Andrea comes running up to the house like she gives a shit about Beth, only to be met on the front porch by a seriously pissed-off Maggie and Lori. Andrea asks how bad it is, and Lori says it wasn't deep. Andrea actually has the stones to not only stand there and smile at Maggie about how this means Beth chose to live, she also tries to step around Maggie and into the house. Maggie hisses at Andrea to stay away, and never come inside the house again. Lori doesn't say anything in Andrea's defense, and who could blame her? Andrea walks away, looking wounded over how nobody seems to appreciate her tight reverse psychology.
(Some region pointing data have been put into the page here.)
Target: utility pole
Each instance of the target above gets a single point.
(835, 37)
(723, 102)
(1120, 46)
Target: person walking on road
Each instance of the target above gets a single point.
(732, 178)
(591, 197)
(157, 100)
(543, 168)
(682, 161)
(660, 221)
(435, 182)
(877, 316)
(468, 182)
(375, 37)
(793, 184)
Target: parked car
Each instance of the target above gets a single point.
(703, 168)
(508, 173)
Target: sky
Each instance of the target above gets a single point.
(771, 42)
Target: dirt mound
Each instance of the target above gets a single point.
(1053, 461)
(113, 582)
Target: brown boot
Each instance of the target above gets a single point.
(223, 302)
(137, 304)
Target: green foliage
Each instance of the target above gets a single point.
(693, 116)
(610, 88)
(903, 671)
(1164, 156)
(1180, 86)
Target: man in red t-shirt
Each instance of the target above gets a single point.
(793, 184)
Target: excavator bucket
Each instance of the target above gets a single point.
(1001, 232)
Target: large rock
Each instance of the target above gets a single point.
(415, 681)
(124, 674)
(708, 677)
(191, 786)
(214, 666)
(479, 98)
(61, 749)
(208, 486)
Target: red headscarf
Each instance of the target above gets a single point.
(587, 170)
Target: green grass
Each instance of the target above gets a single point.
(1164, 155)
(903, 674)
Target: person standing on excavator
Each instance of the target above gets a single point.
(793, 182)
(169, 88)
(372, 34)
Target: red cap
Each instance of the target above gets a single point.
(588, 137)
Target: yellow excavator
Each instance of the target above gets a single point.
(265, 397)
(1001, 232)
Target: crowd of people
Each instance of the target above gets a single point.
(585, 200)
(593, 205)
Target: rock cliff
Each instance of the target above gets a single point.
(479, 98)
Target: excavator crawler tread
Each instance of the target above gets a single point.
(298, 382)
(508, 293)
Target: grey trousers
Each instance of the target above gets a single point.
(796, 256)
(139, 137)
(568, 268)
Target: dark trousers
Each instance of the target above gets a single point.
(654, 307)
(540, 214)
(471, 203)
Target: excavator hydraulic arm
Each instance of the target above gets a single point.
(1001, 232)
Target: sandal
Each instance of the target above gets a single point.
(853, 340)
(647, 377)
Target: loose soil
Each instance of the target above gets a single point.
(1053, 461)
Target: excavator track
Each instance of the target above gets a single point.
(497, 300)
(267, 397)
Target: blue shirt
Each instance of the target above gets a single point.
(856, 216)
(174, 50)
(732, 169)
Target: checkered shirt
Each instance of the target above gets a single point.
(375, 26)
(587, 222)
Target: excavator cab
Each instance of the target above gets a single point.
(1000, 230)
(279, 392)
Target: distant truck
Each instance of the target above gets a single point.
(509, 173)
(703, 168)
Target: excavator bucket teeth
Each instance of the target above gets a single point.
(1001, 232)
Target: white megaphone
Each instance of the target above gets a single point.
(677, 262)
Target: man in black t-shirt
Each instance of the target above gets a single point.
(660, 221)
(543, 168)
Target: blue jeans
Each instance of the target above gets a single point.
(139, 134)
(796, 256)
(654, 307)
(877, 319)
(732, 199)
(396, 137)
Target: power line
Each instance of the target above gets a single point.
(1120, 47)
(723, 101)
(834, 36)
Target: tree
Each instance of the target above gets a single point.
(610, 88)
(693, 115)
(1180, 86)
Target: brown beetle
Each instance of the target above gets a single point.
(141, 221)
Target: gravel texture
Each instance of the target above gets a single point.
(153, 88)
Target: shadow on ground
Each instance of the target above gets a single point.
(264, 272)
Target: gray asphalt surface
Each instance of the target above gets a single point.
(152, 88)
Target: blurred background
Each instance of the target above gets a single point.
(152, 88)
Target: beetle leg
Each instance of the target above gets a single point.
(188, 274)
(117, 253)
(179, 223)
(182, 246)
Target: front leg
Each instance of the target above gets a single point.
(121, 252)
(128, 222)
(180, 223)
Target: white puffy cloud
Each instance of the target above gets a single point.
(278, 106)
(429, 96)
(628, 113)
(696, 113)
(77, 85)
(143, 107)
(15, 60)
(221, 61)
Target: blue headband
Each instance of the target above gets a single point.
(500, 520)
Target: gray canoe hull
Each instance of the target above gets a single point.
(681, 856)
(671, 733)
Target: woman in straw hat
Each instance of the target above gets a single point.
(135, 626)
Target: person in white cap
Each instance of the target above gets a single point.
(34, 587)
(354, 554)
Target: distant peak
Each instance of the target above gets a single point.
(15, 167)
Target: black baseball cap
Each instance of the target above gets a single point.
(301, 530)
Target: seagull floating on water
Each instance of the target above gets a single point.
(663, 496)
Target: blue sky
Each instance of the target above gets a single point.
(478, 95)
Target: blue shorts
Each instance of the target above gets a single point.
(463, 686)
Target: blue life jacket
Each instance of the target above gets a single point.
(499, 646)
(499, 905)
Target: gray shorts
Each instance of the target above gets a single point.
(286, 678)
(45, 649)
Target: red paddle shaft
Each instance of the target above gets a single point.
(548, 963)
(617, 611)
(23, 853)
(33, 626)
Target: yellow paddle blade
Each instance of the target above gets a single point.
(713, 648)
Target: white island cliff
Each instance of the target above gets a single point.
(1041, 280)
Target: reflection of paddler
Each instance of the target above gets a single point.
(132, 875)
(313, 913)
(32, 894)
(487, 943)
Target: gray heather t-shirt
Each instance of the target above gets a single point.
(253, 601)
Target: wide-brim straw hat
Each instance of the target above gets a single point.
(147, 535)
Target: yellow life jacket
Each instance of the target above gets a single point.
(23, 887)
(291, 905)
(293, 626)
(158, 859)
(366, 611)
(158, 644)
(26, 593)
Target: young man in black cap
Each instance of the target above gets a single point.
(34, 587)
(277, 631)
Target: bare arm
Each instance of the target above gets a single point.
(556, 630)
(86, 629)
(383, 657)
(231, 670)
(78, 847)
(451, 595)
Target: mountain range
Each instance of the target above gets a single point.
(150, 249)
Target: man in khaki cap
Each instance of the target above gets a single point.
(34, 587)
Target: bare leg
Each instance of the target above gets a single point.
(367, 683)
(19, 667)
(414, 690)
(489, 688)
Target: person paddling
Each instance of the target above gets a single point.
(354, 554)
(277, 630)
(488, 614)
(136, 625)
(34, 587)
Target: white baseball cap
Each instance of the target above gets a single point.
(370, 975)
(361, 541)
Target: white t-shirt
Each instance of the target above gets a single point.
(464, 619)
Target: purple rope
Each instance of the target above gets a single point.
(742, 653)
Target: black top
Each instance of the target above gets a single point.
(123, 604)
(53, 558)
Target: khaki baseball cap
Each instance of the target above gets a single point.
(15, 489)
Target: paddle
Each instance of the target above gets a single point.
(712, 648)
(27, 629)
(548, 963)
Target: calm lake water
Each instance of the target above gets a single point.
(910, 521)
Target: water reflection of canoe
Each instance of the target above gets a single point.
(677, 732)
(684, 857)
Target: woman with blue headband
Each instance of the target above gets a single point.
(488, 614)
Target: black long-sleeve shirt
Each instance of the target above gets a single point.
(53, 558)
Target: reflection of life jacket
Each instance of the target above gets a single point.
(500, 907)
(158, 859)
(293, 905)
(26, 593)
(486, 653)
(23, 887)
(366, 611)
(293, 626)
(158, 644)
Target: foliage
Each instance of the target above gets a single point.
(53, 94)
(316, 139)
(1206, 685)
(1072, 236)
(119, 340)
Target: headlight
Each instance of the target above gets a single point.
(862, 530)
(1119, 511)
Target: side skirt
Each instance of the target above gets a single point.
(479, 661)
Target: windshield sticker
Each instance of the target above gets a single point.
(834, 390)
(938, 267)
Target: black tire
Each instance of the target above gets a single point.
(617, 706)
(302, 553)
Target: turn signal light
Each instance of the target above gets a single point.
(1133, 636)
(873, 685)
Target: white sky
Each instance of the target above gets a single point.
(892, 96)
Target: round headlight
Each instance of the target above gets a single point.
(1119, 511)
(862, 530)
Lori tells Maggie she doesn't think Andrea was right, but Beth has made her choice. "She wants to live and now she knows it. And sometimes you have to cross the line." Maggie just grunts and walks inside, while Andrea marches back to her perch atop the RV. Where hopefully she will stay indefinitely.
Swerving tire tracks on the road indicate that Randall didn't give up the wheel without a fight, but now the car is stopped and he's back on the pavement where he belongs, the iPod now playing, ironically, "Driver's Seat" by Sniff 'N' the Tears. We watch from Randall's point of view as Rick bodily drags him over to the trunk and puts the hood back over his head before Shane shuts him in. The two of them lean against the back of the car, still encrusted in the blood of themselves, each other, and the undead, like the besties they'll always be, at least in Rick's addled mind. Rick tells Shane, "If you want to kill me, you're gonna have to do better then a wrench." Seriously, that's all? Rick admits that they're probably going to have to kill Randall, like Shane says. "But I am going to think about it a night. It can't be that easy killing someone. Killing anyone. You know that." And Rick thinks this why? What has Shane ever done to show Rick that he sees himself as anything other than the hero of a first-person shooter? Rick repeats, "That is my wife. That is my son. That is my child. If you're gonna be with us, you're gonna follow my lead. You're gonna trust me." For realsies this time, I suppose. Didn't they just have this conversation again, and won't they have it again the next time a moral dilemma comes up, and don't we all know Shane is going to do better than a wrench? Is Rick even going to ask Shane to say a single word to explain himself before welcoming him back into the fold? I guess not. "It's time for you to come back," Rick says, handing Shane a gun. They get back in the car and drive on. On the way back, Shane sees that same Walker, now on the other side of the road. And still he says nothing to Rick. So Shane hasn't changed at all. And why the hell would he? At the very least, Rick needs to confiscate that goddamn hair clipper that Shane's obviously still using on a daily basis.